Kinder Morgan and its MLP took noticeably smaller hits, despite clear concern that the informal SEC probe may prove serious. The two companies, founded by former Enron executive Richard Kinder, are being examined for their handling of a pipeline acquisition more than a year ago.

Kinder told investors that he received notice late Friday that the SEC wants additional information about $155 million worth of goodwill that was booked by the MLP after its $886 million acquisition of Tejas Gas from a joint venture involving Royal Dutch/Shell. Kinder said he believes the company acted properly by following the guidance provided by an independent appraiser and blessed by its own internal auditors. But he also stressed that, even if the SEC orders a change -- converting the goodwill to assets that must be depreciated -- MLP earnings would drop by less than 2 cents a share annually while cash payouts to unit holders wouldn't be hurt at all. Kinder Morgan, which takes a big cut of the MLP's free cash flow, would be affected even less, he added.

"We do not believe an examination of this issue will result in a material change to our financial statements," Kinder said in a prepared statement late Monday. "However, we feel it is important to advise investors that an informal investigation has begun because we are committed to the principles of open disclosure."

During a conference call that followed Monday's announcement, several analysts questioned why the SEC would even bother focusing on such a minor matter. One analyst called the investigation "odd," while another came right out and asked whether the SEC "is wasting our taxpayer dollars" on an issue that, at most, would change a company's earnings by only a penny or two a share.


But some analysts, including vocal critics of Kinder Morgan, feel bigger problems brewing. In a research note issued Tuesday morning, Prudential analyst Carol Coale warned that federal investigators may broaden their narrow focus on the Tejas Gas acquisition into a sweeping probe of the entire MLP industry.

"Given the seeming immateriality of the goodwill expense to KMP's income statement, it leads us to think that this investigation has potential to extend in scope and materiality," wrote Coale, who began raising concerns about MLPs last year. "If the SEC were to initiate a broad challenge on standards for goodwill accounting and energy-related acquisitions, we believe MLPs' attraction as a future investment would be seriously hindered."

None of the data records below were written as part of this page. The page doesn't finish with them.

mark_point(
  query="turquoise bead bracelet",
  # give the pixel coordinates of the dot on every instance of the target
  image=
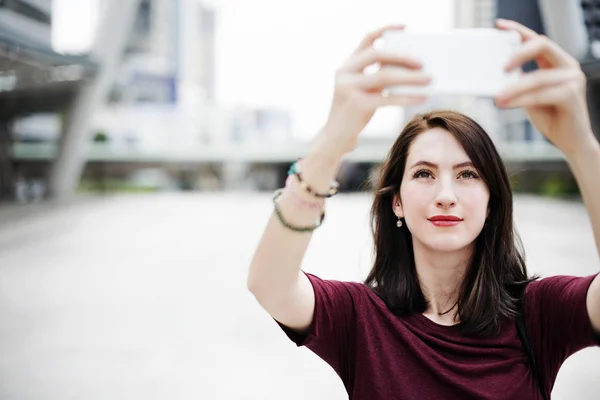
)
(276, 197)
(296, 170)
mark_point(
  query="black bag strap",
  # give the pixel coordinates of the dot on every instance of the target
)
(522, 331)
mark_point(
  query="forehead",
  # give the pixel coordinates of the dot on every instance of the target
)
(436, 145)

Coale went on to indicate that Kinder Morgan Energy Partners, with its unusually high goodwill-to-assets ratio, could get hit particularly hard. Up to now, the partnership -- and indeed the entire MLP sector -- has flourished throughout a downturn in the overall energy market.

Kurt Wulff, a veteran energy analyst who has been particularly critical of Kinder Morgan, expressed hope that the new SEC probe would indeed expand and bring sweeping change to the MLP industry.

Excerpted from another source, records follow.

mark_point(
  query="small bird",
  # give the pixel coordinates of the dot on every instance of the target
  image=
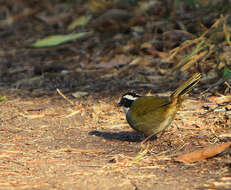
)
(151, 115)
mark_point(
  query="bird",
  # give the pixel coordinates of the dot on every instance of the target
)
(151, 115)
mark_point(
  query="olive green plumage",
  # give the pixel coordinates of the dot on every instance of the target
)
(153, 114)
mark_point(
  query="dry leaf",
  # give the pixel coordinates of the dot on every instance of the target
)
(202, 154)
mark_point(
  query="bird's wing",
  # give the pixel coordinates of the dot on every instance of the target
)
(148, 104)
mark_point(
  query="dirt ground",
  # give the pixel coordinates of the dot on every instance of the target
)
(46, 143)
(50, 141)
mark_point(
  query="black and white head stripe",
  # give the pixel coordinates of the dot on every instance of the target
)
(128, 98)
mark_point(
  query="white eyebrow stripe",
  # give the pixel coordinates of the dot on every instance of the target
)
(130, 97)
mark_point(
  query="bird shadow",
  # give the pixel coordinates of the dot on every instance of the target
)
(122, 136)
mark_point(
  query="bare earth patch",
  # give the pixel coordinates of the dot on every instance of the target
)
(46, 143)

"I see a need for more realistic accounting," said Wulff, who began telling clients to sell both Kinder Morgan and its MLP well over a year ago. "If the SEC presses in that direction, we ought to see billion-dollar earnings restatements."

Following news of the SEC inquiry, Kinder Morgan Energy Partners tumbled 3.5% to $37.81. Shares of Kinder Morgan also suffered, falling 1.7% to $46.82.

The news hit at least one other MLP as well. El Paso Energy Partners ( EPN) slid into the red despite a strong earnings report on Tuesday. The partnership -- which will soon change its name to GulfTerra Energy in an ongoing effort to distance itself from troubled El Paso ( EP) -- more than doubled its first-quarter profits to $42.2 million, or 17 cents a share. Nevertheless, it fell 1.8% to $34.10 after the Kinder Morgan news.

El Paso -- which profits from the partnership's successes -- was also down, slipping 2.7% to $7.32 halfway through the session.